Ils sont Soussis et viennent de signer un premier album d'une étonnante maturité. Retenez bien leur nom, Amarg Fusion, parce qu'on n'a pas fini d'entendre parler d'eux.


En amazigh, “Amarg” signifie à la fois poésie et nostalgie. Un nom pareil, ça se mérite. Alors rassurons-nous tout de suite : Amarg Fusion, porté par sept musiciens aux parcours singuliers, porte bien son nom. Tout y est. Nostalgie (chants des Rwayes du Souss) et fusion (jazz, reggae, blues africain) s'y côtoient avec un bonheur égal. Et rare.


Né en 2002, le groupe est construit, tant humainement que musicalement, sur une certaine idée du melting-pot. “Nous sommes un mélange de sensibilités artistiques différentes, contrastées, c'est peut-être là que réside le secret de notre créativité”, explique Abderrahim Moustaîne, le guitariste du groupe. Les Amarg ont aussi un dénominateur commun, fédérateur : une réelle passion pour le patrimoine amazigh, qui a servi de canevas à leur premier album, “Agadir Ifawn”.

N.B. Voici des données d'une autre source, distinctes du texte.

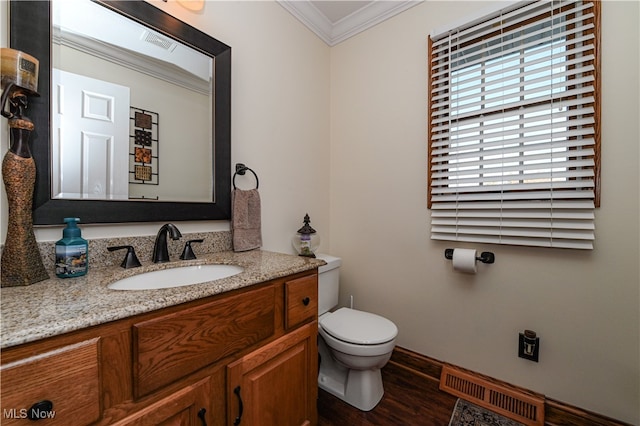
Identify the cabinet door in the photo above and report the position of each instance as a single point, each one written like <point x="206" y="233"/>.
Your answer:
<point x="60" y="387"/>
<point x="187" y="407"/>
<point x="276" y="385"/>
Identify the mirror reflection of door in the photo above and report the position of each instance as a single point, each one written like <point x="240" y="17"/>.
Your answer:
<point x="90" y="135"/>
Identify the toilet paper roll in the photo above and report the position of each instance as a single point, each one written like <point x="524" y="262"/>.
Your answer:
<point x="464" y="260"/>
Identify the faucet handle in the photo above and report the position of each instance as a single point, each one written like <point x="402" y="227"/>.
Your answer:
<point x="130" y="259"/>
<point x="187" y="253"/>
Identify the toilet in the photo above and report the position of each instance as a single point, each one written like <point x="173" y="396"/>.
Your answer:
<point x="353" y="345"/>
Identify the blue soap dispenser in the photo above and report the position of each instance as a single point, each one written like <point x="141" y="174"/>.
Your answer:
<point x="72" y="251"/>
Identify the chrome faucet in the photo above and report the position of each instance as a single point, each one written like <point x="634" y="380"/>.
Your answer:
<point x="160" y="251"/>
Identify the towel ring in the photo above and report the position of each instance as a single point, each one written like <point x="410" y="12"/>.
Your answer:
<point x="241" y="169"/>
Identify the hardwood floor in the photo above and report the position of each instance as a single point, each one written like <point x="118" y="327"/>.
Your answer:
<point x="408" y="400"/>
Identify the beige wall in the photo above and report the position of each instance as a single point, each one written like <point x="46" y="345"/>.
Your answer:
<point x="584" y="305"/>
<point x="340" y="133"/>
<point x="280" y="119"/>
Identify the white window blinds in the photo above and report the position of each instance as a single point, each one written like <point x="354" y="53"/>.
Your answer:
<point x="513" y="127"/>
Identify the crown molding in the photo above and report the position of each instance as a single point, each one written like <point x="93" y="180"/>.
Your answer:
<point x="369" y="15"/>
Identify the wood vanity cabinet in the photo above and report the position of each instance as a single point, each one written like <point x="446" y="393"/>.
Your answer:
<point x="245" y="357"/>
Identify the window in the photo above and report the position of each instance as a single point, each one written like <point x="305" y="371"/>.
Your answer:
<point x="513" y="127"/>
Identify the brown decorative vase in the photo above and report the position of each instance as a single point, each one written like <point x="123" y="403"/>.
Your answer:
<point x="21" y="260"/>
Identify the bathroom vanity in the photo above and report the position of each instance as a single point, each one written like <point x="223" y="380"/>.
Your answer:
<point x="237" y="351"/>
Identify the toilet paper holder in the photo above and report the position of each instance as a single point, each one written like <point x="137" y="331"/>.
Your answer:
<point x="485" y="256"/>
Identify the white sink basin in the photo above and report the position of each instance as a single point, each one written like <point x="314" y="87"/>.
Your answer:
<point x="176" y="277"/>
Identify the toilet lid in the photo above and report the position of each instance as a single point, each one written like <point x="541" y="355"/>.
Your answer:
<point x="363" y="328"/>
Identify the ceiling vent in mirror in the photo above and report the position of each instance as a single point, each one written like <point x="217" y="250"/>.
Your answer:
<point x="159" y="41"/>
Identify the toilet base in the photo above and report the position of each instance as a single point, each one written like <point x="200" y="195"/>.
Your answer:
<point x="360" y="388"/>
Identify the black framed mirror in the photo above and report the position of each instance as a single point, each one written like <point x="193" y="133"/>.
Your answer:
<point x="31" y="32"/>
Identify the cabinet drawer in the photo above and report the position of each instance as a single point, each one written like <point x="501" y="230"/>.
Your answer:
<point x="301" y="299"/>
<point x="174" y="345"/>
<point x="68" y="377"/>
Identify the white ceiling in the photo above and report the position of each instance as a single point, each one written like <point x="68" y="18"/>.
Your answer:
<point x="337" y="20"/>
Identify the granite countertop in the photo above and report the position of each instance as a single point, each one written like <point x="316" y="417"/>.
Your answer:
<point x="58" y="306"/>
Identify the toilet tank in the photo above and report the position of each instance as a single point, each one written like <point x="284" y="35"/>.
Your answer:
<point x="328" y="282"/>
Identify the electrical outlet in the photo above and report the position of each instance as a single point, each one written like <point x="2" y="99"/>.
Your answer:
<point x="529" y="345"/>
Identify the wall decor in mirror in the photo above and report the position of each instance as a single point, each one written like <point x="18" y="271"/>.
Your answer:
<point x="134" y="116"/>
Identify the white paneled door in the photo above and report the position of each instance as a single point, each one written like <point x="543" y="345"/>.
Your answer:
<point x="90" y="132"/>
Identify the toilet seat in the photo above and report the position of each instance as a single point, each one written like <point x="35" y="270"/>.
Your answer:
<point x="358" y="327"/>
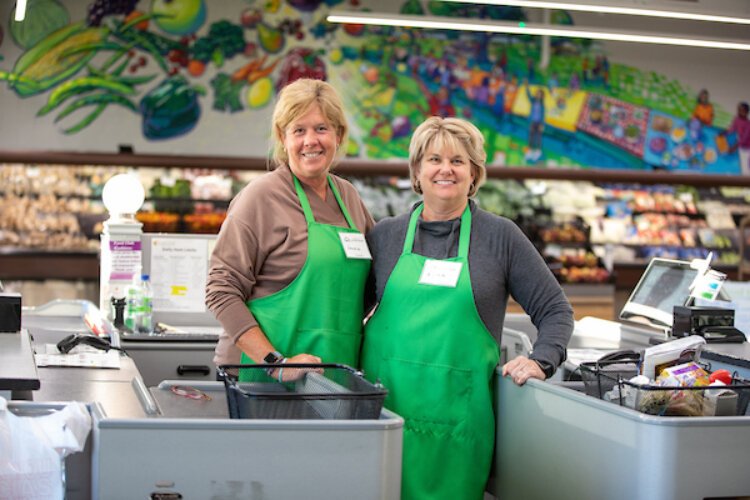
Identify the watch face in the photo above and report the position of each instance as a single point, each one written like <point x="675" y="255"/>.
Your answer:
<point x="272" y="358"/>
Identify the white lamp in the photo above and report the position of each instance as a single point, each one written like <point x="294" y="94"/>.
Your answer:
<point x="123" y="195"/>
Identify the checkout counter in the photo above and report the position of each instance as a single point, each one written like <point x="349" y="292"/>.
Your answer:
<point x="552" y="440"/>
<point x="148" y="442"/>
<point x="555" y="441"/>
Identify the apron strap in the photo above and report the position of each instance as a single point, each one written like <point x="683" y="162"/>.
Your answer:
<point x="464" y="231"/>
<point x="341" y="204"/>
<point x="412" y="229"/>
<point x="309" y="217"/>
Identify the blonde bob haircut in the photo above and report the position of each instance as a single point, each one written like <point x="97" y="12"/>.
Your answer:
<point x="451" y="133"/>
<point x="295" y="100"/>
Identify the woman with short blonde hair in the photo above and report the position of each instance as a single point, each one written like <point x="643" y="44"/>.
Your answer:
<point x="443" y="274"/>
<point x="282" y="281"/>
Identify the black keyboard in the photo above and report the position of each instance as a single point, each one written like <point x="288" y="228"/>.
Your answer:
<point x="170" y="337"/>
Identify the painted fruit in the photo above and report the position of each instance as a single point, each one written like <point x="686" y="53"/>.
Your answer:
<point x="305" y="5"/>
<point x="301" y="63"/>
<point x="260" y="93"/>
<point x="336" y="56"/>
<point x="270" y="39"/>
<point x="183" y="17"/>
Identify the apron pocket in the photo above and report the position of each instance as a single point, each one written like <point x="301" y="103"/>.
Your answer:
<point x="428" y="393"/>
<point x="332" y="346"/>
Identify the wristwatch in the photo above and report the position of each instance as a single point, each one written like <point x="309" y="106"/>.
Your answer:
<point x="272" y="358"/>
<point x="547" y="367"/>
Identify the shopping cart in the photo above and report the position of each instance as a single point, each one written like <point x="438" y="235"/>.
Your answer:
<point x="611" y="381"/>
<point x="339" y="392"/>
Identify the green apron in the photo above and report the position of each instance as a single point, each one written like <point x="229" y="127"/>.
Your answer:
<point x="428" y="346"/>
<point x="321" y="311"/>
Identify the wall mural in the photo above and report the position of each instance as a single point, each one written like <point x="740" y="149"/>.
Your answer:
<point x="152" y="58"/>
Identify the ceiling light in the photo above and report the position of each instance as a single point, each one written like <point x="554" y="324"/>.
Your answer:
<point x="516" y="28"/>
<point x="612" y="9"/>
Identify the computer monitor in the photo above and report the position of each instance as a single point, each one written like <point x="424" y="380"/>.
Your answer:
<point x="178" y="268"/>
<point x="664" y="284"/>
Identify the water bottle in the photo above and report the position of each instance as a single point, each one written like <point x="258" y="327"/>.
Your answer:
<point x="145" y="317"/>
<point x="132" y="303"/>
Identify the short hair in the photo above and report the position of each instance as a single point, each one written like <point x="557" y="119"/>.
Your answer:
<point x="450" y="132"/>
<point x="295" y="100"/>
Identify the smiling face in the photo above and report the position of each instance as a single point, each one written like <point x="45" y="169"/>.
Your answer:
<point x="310" y="142"/>
<point x="445" y="176"/>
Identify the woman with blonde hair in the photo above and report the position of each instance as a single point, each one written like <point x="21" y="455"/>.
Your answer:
<point x="287" y="274"/>
<point x="443" y="275"/>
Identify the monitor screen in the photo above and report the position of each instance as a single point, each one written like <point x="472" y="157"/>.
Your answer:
<point x="664" y="284"/>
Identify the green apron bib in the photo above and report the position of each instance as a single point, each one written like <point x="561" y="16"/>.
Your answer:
<point x="321" y="311"/>
<point x="430" y="349"/>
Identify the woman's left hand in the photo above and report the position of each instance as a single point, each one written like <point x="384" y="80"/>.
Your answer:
<point x="522" y="369"/>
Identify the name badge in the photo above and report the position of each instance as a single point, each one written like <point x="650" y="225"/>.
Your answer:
<point x="440" y="273"/>
<point x="355" y="246"/>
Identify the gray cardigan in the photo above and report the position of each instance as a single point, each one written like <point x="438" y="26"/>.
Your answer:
<point x="502" y="263"/>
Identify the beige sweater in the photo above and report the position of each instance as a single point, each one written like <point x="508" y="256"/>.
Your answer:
<point x="262" y="247"/>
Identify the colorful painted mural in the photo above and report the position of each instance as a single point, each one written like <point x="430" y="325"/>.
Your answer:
<point x="173" y="62"/>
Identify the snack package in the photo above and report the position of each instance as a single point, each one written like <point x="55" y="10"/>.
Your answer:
<point x="684" y="375"/>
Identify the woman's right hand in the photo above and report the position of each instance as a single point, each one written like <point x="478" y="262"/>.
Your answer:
<point x="292" y="374"/>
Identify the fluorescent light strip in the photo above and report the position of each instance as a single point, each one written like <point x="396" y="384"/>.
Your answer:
<point x="20" y="10"/>
<point x="611" y="9"/>
<point x="479" y="25"/>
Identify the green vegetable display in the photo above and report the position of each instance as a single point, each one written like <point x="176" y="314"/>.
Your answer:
<point x="224" y="41"/>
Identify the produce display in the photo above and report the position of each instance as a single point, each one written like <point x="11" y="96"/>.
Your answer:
<point x="671" y="222"/>
<point x="572" y="224"/>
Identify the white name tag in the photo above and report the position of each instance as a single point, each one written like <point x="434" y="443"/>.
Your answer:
<point x="355" y="246"/>
<point x="440" y="273"/>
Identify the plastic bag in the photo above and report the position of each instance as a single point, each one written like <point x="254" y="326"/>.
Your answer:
<point x="32" y="450"/>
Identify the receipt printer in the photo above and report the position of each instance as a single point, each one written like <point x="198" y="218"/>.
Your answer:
<point x="10" y="312"/>
<point x="715" y="324"/>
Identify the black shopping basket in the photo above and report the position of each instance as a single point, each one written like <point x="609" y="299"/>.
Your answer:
<point x="322" y="391"/>
<point x="610" y="380"/>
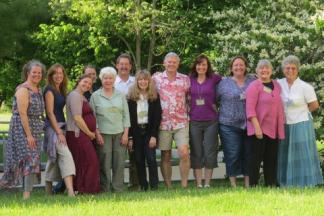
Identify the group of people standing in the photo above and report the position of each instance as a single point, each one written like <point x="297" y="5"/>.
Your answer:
<point x="259" y="120"/>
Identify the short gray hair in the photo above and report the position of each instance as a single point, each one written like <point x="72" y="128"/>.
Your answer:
<point x="172" y="54"/>
<point x="263" y="63"/>
<point x="107" y="71"/>
<point x="291" y="59"/>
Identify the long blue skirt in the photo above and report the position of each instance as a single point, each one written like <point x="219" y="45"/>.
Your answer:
<point x="298" y="161"/>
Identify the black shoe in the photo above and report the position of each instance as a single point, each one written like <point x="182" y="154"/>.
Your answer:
<point x="59" y="187"/>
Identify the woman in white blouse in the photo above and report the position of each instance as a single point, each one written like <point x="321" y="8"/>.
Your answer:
<point x="298" y="162"/>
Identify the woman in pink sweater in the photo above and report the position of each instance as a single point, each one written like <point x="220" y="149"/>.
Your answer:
<point x="265" y="125"/>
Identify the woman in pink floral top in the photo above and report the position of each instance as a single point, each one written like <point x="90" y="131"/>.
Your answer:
<point x="265" y="125"/>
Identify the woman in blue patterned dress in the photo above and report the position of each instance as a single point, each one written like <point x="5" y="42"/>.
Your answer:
<point x="25" y="133"/>
<point x="232" y="119"/>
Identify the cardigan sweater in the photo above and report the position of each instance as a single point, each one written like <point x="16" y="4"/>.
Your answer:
<point x="267" y="107"/>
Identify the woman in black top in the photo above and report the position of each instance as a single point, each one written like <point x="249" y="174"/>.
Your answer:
<point x="145" y="116"/>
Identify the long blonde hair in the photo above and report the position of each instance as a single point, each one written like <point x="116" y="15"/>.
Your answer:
<point x="134" y="91"/>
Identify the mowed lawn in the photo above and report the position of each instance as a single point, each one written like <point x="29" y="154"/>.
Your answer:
<point x="219" y="200"/>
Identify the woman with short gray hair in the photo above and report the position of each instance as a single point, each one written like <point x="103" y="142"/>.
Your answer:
<point x="298" y="162"/>
<point x="111" y="110"/>
<point x="265" y="124"/>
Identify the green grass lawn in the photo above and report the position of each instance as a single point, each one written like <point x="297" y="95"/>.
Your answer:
<point x="220" y="200"/>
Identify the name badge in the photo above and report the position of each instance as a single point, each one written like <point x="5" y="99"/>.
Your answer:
<point x="242" y="96"/>
<point x="289" y="102"/>
<point x="200" y="102"/>
<point x="266" y="89"/>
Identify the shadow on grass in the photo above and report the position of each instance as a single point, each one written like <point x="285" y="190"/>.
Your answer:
<point x="13" y="197"/>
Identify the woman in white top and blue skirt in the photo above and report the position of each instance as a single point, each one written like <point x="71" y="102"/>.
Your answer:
<point x="298" y="161"/>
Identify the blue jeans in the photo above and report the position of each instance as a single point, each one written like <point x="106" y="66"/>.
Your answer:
<point x="236" y="154"/>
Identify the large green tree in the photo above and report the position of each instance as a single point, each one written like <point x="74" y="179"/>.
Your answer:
<point x="18" y="18"/>
<point x="99" y="30"/>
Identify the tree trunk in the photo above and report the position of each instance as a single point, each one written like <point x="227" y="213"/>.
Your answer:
<point x="153" y="39"/>
<point x="138" y="40"/>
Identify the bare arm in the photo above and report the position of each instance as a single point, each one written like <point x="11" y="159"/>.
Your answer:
<point x="82" y="125"/>
<point x="49" y="104"/>
<point x="22" y="97"/>
<point x="312" y="106"/>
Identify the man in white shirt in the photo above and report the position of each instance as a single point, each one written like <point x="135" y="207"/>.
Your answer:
<point x="122" y="83"/>
<point x="124" y="67"/>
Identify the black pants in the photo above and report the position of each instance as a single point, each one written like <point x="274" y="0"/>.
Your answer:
<point x="144" y="153"/>
<point x="263" y="150"/>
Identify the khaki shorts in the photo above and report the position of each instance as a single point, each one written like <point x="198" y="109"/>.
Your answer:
<point x="180" y="136"/>
<point x="62" y="167"/>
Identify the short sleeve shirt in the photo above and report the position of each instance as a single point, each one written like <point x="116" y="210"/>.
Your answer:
<point x="296" y="100"/>
<point x="173" y="96"/>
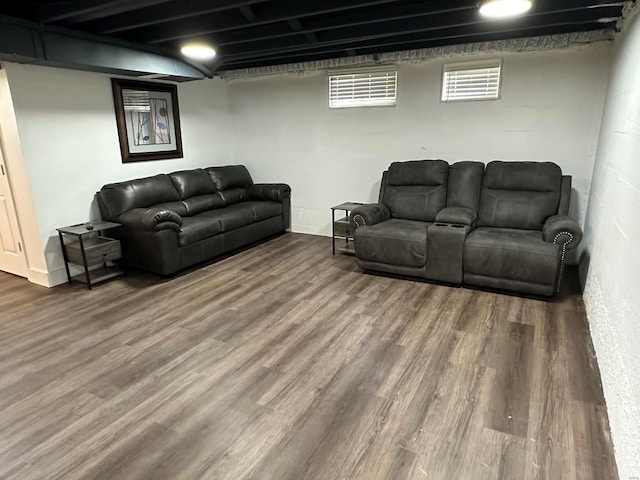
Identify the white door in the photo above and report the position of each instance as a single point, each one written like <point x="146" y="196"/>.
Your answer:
<point x="12" y="257"/>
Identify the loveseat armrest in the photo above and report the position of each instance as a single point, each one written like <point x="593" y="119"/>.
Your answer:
<point x="274" y="192"/>
<point x="369" y="214"/>
<point x="563" y="231"/>
<point x="457" y="215"/>
<point x="151" y="219"/>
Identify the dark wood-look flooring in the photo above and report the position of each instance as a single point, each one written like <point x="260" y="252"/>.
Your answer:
<point x="283" y="362"/>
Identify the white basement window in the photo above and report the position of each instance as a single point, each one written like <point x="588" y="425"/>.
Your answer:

C'est à Agadir justement que le projet Amarg Fusion a vu le jour. “Mais notre appartenance à la ville reste relative puisque tous les membres du groupe ne sont pas des purs Gadiris”, modère Jamal Oussfi, fondateur du groupe et vétéran de la scène musicale gadirie. À la tête des non-Gadiris, mais Soussis de cœur, on retrouve Abderrahim Moustaîne, originaire de Casablanca. Vieux routier de la musique, ce guitariste doué usait déjà ses cordes dans des groupes de Rock dans les années 80. Jusqu'au jour où il a décidé de tout plaquer et de partir tenter sa chance au sud, direction Marrakech, ensuite Agadir. “C'est là que j'ai rencontré Jamal (Oussfi) et ensemble on a formé un premier groupe, Evasion Band, ancêtre de l'actuel Amarg Fusion”.

La tête et la voix
Percussionniste et véritable leader du groupe, Jamal Oussfi est un fin connaisseur du riche répertoire musical amazigh, qu'il a passé des années à explorer. L'ex-batteur des mythiques Golden Hands n'a qu'une obsession : sortir la musique des “Rwayes”, ces maîtres du chant amazigh, de son ghetto ethnique. “Amarg n'est qu'une tentative, une de plus, de faire connaître la musique des Rwayes”, confirme l'intéressé. Dès les années 1980, Jamal essaie, en effet, de monter une première expérience de fusion Tachelhit. L'expérience tourne court, faute d'échos. “Le public n'a pas été réceptif à notre démarche, peut-être que le contexte culturel de l'époque (ndlr les années 80 ont été dédiées au raï et à la musique synthétique) ne s'y prêtait pas”. Pas découragé, Jamal emprunte alors le parcours du combattant. Il joue des reprises de variétés internationales dans les hôtels et autres établissements de loisirs d'Agadir, et attend son heure.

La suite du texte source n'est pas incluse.